Kuschelwolf zwischen Heidelbeeren
Maria und Natalia Petschatnikov im Kunstverein Wolfenbüttel
Einst lehrte uns das russische Ehepaar Kabakov das Grauen, als es einen Abort zur Wohnung umfunktionierte. Heute überrascht die russische Nachfolgegeneration durch verspielte Interieurs, wie die Zwillingsschwestern Petschatnikov.

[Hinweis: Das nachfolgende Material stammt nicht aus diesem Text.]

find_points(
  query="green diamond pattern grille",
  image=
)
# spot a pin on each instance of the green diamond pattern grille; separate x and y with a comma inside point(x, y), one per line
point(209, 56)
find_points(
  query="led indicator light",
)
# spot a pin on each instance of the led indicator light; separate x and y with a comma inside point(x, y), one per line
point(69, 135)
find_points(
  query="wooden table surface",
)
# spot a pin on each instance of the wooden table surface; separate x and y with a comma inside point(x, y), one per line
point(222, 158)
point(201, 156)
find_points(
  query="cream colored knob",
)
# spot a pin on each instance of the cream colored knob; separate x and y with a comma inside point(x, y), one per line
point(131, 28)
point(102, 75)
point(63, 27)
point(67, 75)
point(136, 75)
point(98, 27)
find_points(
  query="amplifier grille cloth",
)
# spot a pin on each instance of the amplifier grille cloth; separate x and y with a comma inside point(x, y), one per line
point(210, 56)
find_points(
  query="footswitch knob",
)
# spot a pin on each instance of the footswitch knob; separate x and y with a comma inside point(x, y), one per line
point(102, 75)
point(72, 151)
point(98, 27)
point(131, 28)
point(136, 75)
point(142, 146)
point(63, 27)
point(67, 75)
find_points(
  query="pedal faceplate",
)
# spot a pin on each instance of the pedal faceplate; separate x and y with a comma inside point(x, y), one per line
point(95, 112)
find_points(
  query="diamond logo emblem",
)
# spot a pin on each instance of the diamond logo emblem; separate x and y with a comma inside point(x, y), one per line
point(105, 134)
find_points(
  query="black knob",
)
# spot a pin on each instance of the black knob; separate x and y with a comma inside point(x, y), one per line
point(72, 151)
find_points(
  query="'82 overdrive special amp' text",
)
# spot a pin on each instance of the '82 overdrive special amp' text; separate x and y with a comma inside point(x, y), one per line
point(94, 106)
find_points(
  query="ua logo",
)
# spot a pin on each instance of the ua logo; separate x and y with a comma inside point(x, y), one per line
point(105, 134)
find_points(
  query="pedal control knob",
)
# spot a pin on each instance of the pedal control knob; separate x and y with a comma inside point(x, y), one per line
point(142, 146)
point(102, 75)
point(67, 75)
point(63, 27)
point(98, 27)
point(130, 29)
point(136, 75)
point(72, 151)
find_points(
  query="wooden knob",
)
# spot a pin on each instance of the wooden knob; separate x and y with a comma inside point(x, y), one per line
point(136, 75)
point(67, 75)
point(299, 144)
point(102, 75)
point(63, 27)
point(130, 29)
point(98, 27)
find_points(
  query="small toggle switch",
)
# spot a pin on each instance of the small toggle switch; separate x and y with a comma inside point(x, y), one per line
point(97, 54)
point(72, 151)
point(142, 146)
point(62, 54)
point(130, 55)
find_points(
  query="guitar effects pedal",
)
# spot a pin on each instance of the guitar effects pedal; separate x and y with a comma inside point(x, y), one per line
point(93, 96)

Heiter ists im Kunstverein Wolfenbüttel. Da rollen kohlkopfgroße Heidelbeeren durch die Räume, schwarzbunte Kühe und ein Kuschelwolf stehen dazwischen, brav nach Fotovorbildern aus Holzplatten gesägt. Ölbilder geben Einblicke auf ein modernes Schreibtisch-Chaos, wo sich neben PC, Scanner und Handy frisches Gemüse und Plastikgetier tummelt.
Zwischen Klebeband und Computer liegen Heringe, Wirsing, Feldsalat, Pilze. Hähnchen, Geldscheine, Stifte und Kassenzettel werden von Kühen aus dem Spielzeugland begleitet. Alles ist sachlich fotorealistisch in Öl gemalt.
"Exoten" haben die Schwestern ihr Konvolut betitelt. Das bezieht sich nicht auf die Alltagsgegenstände, sondern auf die ungewöhnliche Kombination, die den Bogen zwischen einer Kindheit in St. Petersburg und dem Künstlerdasein in Hamburg spannt. Wolf und Heidelbeeren erinnern an die russischen Wälder, die Kühe und das Gemüse wecken ähnliche Gedanken. Der Schreibtisch steht für Gegenwartserfahrungen.
Realität und Spielweltillusion gehen Hand in Hand, Größenverhältnisse verschieben sich Maria und Natalia Petschatnikov erinnern an die heißgeliebten Bilderbücher russischer und tschechischer Herkunft. Vielleicht beruht das Geheimnis ihres Erfolgs in der Erzählfreude, die aus den Bildern spricht.
Bis zum 18.April, Di.-Fr. 16-18, Sa.,So. 11-13 Uhr.